Approach. Sort by deadline; sweep a clock; lateness = max(0, finish − deadline); track the max.
Go¶
package main
import (
"fmt"
"sort"
)
func minMaxLateness(jobs [][2]int) (order []int, maxLate int) {
idx := make([]int, len(jobs))
for i := range idx {
idx[i] = i
}
sort.SliceStable(idx, func(a, b int) bool { return jobs[idx[a]][1] < jobs[idx[b]][1] })
t := 0
for _, i := range idx {
t += jobs[i][0]
if t-jobs[i][1] > maxLate {
maxLate = t - jobs[i][1]
}
order = append(order, i)
}
return
}
func main() {
jobs := [][2]int{{3, 6}, {2, 8}, {1, 9}, {4, 9}, {3, 14}, {2, 15}}
order, late := minMaxLateness(jobs)
fmt.Println("order(idx) =", order, " maxLateness =", late) // maxLateness = 1
}
Java¶
import java.util.*;
public class MinMaxLateness {
static Object[] minMaxLateness(int[][] jobs) {
Integer[] idx = new Integer[jobs.length];
for (int i = 0; i < idx.length; i++) idx[i] = i;
Arrays.sort(idx, Comparator.comparingInt(a -> jobs[a][1])); // by deadline
int t = 0, maxLate = 0;
List<Integer> order = new ArrayList<>();
for (int i : idx) {
t += jobs[i][0];
maxLate = Math.max(maxLate, t - jobs[i][1]);
order.add(i);
}
return new Object[]{order, maxLate};
}
public static void main(String[] args) {
int[][] jobs = {{3,6},{2,8},{1,9},{4,9},{3,14},{2,15}};
Object[] r = minMaxLateness(jobs);
System.out.println("order(idx) = " + r[0] + " maxLateness = " + r[1]); // 1
}
}
Python¶
def min_max_lateness(jobs):
order = sorted(range(len(jobs)), key=lambda i: jobs[i][1]) # by deadline
t, max_late = 0, 0
for i in order:
t += jobs[i][0]
max_late = max(max_late, t - jobs[i][1])
return order, max_late
if __name__ == "__main__":
jobs = [(3, 6), (2, 8), (1, 9), (4, 9), (3, 14), (2, 15)]

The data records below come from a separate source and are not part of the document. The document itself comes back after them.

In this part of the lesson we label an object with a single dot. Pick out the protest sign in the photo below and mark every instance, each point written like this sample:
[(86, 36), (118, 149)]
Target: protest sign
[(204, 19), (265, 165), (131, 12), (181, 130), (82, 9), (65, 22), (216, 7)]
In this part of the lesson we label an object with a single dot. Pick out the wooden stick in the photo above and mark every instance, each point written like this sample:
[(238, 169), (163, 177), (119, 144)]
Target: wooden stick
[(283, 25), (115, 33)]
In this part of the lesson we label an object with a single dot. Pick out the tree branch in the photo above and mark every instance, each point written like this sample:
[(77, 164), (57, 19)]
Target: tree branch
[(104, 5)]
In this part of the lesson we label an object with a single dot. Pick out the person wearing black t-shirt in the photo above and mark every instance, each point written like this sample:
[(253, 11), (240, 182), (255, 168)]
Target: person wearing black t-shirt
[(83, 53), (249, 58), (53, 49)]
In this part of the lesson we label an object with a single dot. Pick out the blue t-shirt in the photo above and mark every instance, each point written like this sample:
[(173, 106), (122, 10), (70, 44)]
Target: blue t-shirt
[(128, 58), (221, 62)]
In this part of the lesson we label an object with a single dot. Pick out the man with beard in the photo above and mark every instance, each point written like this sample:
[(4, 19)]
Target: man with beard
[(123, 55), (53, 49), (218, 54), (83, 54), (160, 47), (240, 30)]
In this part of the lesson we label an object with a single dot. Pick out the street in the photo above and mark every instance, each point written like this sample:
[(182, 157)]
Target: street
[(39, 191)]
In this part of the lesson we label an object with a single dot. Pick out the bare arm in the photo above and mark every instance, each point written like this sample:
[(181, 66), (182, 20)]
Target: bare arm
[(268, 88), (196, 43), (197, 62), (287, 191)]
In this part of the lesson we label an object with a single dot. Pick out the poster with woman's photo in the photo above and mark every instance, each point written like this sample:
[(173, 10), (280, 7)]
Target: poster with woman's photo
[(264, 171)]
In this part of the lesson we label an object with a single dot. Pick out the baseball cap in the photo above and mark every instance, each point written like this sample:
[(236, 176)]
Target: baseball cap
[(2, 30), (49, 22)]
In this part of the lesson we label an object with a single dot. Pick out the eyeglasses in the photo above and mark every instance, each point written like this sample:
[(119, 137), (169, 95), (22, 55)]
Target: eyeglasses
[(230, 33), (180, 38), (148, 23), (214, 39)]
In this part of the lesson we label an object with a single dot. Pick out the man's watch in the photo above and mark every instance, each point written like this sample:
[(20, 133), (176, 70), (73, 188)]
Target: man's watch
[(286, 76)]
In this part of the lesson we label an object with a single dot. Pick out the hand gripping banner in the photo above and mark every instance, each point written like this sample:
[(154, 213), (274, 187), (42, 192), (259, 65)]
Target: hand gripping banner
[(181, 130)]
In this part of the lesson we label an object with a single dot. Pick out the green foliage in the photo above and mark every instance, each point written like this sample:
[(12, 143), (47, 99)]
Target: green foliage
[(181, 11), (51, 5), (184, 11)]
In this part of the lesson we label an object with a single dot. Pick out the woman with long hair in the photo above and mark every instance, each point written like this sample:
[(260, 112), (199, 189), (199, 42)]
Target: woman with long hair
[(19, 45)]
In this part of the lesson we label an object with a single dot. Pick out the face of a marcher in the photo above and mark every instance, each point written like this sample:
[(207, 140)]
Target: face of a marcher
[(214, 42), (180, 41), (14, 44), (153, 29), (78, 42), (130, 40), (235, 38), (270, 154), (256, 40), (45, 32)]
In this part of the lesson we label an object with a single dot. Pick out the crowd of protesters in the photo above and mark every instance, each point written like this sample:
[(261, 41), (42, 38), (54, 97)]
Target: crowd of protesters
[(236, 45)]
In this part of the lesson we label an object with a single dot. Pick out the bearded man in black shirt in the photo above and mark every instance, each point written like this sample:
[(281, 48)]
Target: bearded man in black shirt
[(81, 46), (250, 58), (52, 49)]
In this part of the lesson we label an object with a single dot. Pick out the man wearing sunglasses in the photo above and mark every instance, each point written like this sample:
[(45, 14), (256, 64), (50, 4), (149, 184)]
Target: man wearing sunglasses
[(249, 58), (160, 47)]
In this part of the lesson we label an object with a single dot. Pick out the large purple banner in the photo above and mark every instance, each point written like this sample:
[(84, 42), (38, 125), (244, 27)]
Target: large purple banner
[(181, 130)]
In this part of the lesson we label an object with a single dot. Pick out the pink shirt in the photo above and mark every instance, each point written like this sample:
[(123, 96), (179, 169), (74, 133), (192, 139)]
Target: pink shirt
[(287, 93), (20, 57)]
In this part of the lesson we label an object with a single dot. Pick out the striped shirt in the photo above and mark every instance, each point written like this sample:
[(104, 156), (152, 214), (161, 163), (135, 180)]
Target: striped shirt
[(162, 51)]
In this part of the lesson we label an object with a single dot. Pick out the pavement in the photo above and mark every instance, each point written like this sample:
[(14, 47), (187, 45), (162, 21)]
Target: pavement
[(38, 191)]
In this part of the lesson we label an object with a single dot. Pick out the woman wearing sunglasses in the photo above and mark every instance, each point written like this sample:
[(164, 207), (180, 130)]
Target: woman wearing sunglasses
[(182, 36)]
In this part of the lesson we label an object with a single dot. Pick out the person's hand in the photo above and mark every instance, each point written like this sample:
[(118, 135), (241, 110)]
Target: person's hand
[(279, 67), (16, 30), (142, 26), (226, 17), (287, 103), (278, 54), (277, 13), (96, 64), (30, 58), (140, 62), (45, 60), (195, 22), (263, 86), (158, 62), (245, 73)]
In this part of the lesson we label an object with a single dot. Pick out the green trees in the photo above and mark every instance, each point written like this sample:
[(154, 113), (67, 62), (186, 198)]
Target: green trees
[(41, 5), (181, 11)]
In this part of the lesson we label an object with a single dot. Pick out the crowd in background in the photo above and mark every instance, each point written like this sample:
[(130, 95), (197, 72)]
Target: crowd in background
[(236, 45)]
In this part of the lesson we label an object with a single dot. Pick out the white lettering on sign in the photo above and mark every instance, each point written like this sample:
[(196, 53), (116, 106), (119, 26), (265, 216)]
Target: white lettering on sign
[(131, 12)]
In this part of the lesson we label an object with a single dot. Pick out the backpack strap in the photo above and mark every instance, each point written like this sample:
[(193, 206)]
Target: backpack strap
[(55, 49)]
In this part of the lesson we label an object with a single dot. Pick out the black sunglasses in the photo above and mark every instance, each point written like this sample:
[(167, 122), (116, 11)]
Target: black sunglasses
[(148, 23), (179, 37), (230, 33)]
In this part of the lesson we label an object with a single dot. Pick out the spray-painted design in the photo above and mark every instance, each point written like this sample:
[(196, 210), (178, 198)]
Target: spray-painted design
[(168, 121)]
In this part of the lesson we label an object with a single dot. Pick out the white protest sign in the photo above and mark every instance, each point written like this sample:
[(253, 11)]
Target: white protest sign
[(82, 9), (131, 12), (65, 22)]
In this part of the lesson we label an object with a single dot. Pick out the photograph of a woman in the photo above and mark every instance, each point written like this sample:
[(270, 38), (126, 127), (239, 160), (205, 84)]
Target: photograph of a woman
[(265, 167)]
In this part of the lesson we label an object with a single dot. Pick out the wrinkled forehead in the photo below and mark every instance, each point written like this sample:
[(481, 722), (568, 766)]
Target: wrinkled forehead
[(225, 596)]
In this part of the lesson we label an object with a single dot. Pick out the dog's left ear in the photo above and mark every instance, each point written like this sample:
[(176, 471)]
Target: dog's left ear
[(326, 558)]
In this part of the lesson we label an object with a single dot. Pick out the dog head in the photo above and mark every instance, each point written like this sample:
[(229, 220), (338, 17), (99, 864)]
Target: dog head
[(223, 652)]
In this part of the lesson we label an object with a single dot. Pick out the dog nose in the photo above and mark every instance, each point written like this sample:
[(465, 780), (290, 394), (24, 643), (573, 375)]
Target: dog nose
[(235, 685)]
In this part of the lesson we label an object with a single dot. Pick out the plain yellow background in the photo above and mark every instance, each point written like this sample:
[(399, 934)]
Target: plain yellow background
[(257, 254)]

order, late = min_max_lateness(jobs)
print("order(idx) =", order, " maxLateness =", late) # 1
Rapid-Fire Review¶
| Prompt | Answer |
|---|---|
| Max count of compatible intervals | Greedy by finish time |
| Max weight of compatible subset | DP + binary search (greedy WRONG) |
| Fewest rooms for all intervals | Min-heap of end times = depth |
| Minimize max lateness | EDF (sort by deadline) |
| Min intervals to remove | n − activity_selection |
| Meeting Rooms II | Interval partitioning (heap) |
| Non-overlapping Intervals | Activity selection complement |
| Max Profit in Job Scheduling | Weighted interval DP |
| depth = | max overlap = min rooms = clique # of interval graph |
| EDF proof technique | Adjacent-inversion exchange argument |
| Activity selection proof | Greedy stays ahead (induction) |
| Why interval graphs color easily | They're perfect: χ = ω = depth |
| Complexity of all variations | O(n log n) (sort-bounded) |
| Half-open overlap test | a.s < b.f && b.s < a.f |
| When P → NP-hard | release times / ≥2 machines / total tardiness |
| Live depth with cancellations | range-add/range-max segment tree |
| Cardinal scheduler safety | atomic check-and-commit (no double-book) |
| Multi-machine "fits in k?" | depth ≤ k |
| EDF minimizes | the maximum lateness (not count of late jobs) |
| Min # of late jobs | Moore–Hodgson (different greedy) |
Final tip: in an interview, first classify the problem out loud — "this is interval partitioning because we must place all intervals and only choose the room count" — then state the engine, then code. Interviewers grade the classification as much as the code, because choosing greedy-vs-DP correctly is the entire skill this topic tests.